Is well-supported open source software always the best choice?
Not in my case. I'm working on Altivec optimizations right now in my Mac products, and I started out with a foray into Apple's sample code using the freely available Project Builder application which is based on gcc. Maybe I'm using a crappy out-moded 400Mhz G4 Titanium, but that aforementioned development environment is dawg-slow. After spending about 20 excrutiating minutes with it, I switched back to CodeWarrior and was suprised at how much faster it is. Probably two orders of magnitude at least.

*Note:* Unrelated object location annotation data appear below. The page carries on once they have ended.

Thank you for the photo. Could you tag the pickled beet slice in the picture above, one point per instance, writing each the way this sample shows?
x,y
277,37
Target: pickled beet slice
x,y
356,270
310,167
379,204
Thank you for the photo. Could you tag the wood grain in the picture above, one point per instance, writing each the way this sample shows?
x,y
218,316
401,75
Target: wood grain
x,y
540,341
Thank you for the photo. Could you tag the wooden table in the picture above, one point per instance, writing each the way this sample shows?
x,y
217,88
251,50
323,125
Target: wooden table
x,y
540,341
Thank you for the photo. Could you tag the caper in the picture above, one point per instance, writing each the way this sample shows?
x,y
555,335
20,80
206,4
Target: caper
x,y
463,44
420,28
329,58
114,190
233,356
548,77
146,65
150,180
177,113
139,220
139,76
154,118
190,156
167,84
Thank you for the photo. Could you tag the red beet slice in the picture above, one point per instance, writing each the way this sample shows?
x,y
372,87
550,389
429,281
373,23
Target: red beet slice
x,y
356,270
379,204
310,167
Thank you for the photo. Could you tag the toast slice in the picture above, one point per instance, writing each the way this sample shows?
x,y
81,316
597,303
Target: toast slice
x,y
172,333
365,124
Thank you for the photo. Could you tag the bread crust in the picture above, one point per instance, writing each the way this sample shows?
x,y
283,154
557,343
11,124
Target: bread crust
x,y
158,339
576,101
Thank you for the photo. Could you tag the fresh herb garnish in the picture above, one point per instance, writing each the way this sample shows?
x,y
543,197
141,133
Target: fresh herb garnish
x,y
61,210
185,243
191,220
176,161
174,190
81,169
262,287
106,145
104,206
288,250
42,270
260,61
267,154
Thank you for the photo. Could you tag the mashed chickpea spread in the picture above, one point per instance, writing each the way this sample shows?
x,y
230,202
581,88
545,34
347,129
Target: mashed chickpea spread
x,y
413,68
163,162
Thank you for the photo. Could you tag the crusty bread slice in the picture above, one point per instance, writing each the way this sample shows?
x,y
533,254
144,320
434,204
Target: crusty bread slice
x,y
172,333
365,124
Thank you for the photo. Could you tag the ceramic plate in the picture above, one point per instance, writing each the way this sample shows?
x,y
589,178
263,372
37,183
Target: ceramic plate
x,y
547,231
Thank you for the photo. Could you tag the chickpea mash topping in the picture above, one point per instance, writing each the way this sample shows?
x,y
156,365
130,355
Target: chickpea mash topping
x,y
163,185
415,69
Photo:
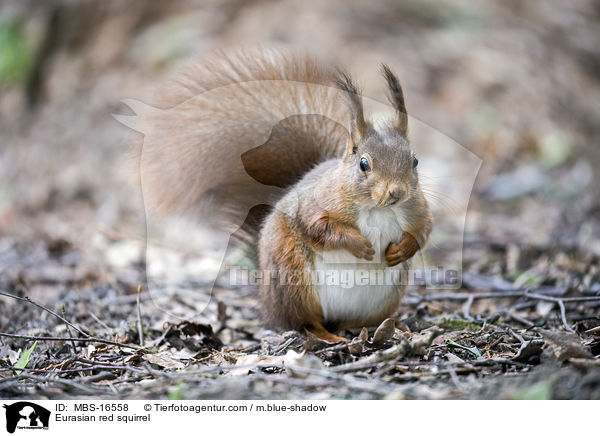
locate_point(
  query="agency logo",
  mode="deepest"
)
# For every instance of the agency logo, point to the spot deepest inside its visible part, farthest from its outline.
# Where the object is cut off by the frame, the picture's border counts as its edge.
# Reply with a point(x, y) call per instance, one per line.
point(26, 415)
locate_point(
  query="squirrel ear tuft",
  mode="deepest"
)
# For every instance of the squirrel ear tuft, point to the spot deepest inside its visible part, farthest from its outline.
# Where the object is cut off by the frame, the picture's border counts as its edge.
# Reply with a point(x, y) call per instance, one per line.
point(396, 97)
point(358, 125)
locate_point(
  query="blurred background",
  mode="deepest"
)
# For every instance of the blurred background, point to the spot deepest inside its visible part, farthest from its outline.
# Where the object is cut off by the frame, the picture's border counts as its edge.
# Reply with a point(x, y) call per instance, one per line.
point(517, 83)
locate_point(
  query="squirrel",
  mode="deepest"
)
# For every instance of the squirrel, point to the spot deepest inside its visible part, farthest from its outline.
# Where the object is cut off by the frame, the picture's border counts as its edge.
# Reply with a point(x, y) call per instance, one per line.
point(327, 190)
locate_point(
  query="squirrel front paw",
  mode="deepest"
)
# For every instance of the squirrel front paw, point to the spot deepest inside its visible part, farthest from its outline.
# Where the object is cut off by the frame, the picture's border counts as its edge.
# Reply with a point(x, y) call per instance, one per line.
point(361, 247)
point(402, 251)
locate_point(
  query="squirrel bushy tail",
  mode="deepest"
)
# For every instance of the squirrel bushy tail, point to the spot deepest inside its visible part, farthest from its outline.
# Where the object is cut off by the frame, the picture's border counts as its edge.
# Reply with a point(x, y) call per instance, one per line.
point(234, 131)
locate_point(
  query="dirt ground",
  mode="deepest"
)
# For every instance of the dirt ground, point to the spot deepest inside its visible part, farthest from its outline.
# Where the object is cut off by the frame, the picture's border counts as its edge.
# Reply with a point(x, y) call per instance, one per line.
point(516, 83)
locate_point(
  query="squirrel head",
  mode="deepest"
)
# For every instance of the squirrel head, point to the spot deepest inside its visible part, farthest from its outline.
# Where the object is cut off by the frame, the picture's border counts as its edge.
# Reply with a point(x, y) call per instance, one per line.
point(379, 159)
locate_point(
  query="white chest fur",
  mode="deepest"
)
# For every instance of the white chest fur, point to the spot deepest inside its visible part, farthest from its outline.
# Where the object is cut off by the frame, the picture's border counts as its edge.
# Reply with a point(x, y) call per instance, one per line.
point(356, 289)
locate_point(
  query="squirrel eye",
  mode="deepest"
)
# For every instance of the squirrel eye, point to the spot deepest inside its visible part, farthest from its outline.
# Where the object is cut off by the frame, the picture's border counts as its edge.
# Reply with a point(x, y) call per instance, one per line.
point(364, 164)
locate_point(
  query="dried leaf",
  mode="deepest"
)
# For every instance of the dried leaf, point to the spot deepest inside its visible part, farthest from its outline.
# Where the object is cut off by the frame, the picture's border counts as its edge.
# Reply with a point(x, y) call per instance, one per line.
point(384, 332)
point(24, 358)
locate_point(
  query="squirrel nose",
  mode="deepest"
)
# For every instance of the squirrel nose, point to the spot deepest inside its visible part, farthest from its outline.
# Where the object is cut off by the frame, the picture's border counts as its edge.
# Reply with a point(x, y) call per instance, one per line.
point(396, 196)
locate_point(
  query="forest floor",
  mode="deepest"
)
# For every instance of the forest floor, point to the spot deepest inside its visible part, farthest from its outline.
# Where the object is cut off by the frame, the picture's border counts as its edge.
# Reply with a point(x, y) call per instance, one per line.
point(79, 319)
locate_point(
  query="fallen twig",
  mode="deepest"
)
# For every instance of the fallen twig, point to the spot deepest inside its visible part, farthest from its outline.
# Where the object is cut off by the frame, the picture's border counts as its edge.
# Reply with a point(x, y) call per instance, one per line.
point(66, 339)
point(30, 301)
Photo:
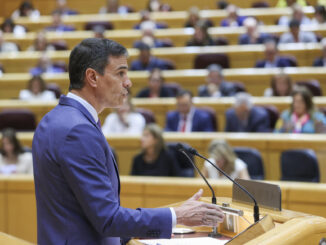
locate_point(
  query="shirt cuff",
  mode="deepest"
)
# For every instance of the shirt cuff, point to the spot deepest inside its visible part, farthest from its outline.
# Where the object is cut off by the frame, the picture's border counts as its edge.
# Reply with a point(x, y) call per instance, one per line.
point(174, 218)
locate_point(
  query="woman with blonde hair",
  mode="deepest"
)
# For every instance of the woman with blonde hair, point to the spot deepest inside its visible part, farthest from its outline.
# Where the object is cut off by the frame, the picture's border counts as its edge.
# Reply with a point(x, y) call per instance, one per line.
point(154, 158)
point(223, 156)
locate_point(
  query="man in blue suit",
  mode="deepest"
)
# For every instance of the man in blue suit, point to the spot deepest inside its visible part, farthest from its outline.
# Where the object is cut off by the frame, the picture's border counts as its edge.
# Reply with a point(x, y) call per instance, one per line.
point(187, 118)
point(77, 182)
point(245, 117)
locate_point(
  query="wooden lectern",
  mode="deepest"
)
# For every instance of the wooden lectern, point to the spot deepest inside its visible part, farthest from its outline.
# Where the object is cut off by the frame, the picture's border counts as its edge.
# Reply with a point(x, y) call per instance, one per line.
point(283, 227)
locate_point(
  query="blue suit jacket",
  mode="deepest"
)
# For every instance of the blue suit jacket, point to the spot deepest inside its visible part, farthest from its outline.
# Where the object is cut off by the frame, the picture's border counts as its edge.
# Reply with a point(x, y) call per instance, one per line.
point(77, 184)
point(280, 62)
point(201, 121)
point(258, 121)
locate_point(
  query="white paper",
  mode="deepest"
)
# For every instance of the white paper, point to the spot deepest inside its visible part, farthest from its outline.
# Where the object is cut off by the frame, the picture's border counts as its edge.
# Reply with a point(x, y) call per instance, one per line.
point(185, 241)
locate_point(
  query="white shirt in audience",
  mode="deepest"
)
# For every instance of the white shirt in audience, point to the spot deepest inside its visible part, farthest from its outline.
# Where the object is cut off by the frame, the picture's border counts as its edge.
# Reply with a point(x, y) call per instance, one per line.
point(113, 124)
point(24, 164)
point(44, 96)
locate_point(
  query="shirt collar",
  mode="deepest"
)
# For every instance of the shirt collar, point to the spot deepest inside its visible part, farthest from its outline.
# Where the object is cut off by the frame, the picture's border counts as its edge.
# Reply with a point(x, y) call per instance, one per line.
point(87, 105)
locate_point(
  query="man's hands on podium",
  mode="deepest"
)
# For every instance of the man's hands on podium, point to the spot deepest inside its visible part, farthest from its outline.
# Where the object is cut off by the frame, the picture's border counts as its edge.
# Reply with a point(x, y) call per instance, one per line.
point(196, 213)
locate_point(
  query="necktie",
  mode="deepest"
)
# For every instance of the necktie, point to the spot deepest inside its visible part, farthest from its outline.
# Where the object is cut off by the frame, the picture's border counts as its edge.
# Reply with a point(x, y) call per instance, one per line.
point(99, 123)
point(183, 124)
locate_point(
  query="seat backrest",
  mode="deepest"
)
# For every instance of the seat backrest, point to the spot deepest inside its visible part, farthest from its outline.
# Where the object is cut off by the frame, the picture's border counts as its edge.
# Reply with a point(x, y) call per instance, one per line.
point(253, 159)
point(105, 24)
point(273, 114)
point(185, 167)
point(18, 119)
point(312, 85)
point(147, 114)
point(300, 165)
point(212, 115)
point(204, 60)
point(55, 89)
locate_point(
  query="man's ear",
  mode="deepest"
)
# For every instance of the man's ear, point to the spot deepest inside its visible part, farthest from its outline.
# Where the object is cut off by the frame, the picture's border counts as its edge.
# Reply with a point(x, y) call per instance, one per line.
point(91, 77)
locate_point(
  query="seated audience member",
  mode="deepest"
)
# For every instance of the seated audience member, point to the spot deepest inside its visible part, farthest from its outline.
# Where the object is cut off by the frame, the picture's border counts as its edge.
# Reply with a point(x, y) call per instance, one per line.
point(157, 6)
point(146, 18)
point(188, 118)
point(57, 23)
point(288, 3)
point(9, 26)
point(124, 120)
point(223, 156)
point(320, 15)
point(302, 117)
point(252, 35)
point(63, 9)
point(154, 158)
point(201, 36)
point(41, 43)
point(113, 6)
point(149, 38)
point(194, 17)
point(13, 159)
point(36, 90)
point(45, 65)
point(272, 58)
point(233, 19)
point(156, 88)
point(281, 85)
point(297, 14)
point(321, 61)
point(215, 85)
point(245, 117)
point(295, 35)
point(26, 9)
point(146, 61)
point(99, 31)
point(7, 46)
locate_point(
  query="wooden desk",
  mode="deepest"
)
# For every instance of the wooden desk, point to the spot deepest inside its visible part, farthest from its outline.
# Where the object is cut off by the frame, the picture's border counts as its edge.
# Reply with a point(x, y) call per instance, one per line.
point(179, 36)
point(270, 146)
point(175, 19)
point(240, 56)
point(162, 105)
point(255, 80)
point(148, 192)
point(83, 6)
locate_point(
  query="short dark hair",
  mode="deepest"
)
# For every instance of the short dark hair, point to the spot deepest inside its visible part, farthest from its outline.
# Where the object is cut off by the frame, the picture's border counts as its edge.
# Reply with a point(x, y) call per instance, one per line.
point(39, 79)
point(91, 53)
point(294, 23)
point(182, 93)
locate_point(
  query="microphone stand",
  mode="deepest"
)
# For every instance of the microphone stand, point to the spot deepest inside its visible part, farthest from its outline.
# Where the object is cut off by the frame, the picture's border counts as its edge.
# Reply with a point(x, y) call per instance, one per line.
point(214, 233)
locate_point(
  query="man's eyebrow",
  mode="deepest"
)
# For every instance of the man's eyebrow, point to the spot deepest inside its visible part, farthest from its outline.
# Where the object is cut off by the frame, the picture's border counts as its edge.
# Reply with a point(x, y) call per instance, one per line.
point(122, 68)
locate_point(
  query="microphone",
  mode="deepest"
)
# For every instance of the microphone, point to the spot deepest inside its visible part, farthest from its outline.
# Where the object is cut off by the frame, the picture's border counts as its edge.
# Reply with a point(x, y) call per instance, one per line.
point(194, 152)
point(182, 149)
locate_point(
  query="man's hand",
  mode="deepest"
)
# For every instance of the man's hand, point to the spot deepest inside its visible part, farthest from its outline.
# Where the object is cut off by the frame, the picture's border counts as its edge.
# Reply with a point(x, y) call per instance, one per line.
point(195, 213)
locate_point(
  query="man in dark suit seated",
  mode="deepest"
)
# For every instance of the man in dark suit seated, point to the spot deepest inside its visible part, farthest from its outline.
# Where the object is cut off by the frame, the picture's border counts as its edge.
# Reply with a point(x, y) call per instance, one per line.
point(187, 118)
point(321, 61)
point(148, 62)
point(216, 85)
point(245, 117)
point(252, 36)
point(272, 59)
point(156, 88)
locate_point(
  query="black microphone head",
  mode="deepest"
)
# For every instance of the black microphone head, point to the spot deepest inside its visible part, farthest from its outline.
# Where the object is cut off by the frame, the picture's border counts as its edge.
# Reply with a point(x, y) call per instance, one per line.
point(183, 147)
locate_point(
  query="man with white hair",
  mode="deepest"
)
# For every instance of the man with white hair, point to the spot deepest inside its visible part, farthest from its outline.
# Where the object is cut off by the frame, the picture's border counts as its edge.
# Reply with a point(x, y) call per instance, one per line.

Speaking of SIMD optimizations, time is ripe for some sort of proper language tool for expressing SIMD code. C language extensions are fine for now; I am looking forward to seeing how the compiler generates SIMD code. I hand-coded all the MMX routines in the Windows products using assembler. I can't see that it is that much faster to write code with the c-extensions, since most of the time is spent trying to figure out the dataflow and which instructions to use. As well, doing simple things like shifting the entire Velocity register is very arcane in Altivec, seems like Intel did a better job in that arena, even as early as SSE. However, one great thing about Altivec is that there are 32 registers. After squeezing code into the 8 MMX registers, it seems like a 'huge tract of land' to be working with. In my current routine, it looks like the compiler is squeezing it into 7 registers so far. Generally speaking, in order to avoid contention for registers and dependencies (like having to wait for the result of an operation to avoid a pipeline stall) I try to code one or two algorithms in parallel. Usually this means processing two pixels or four pixels at once.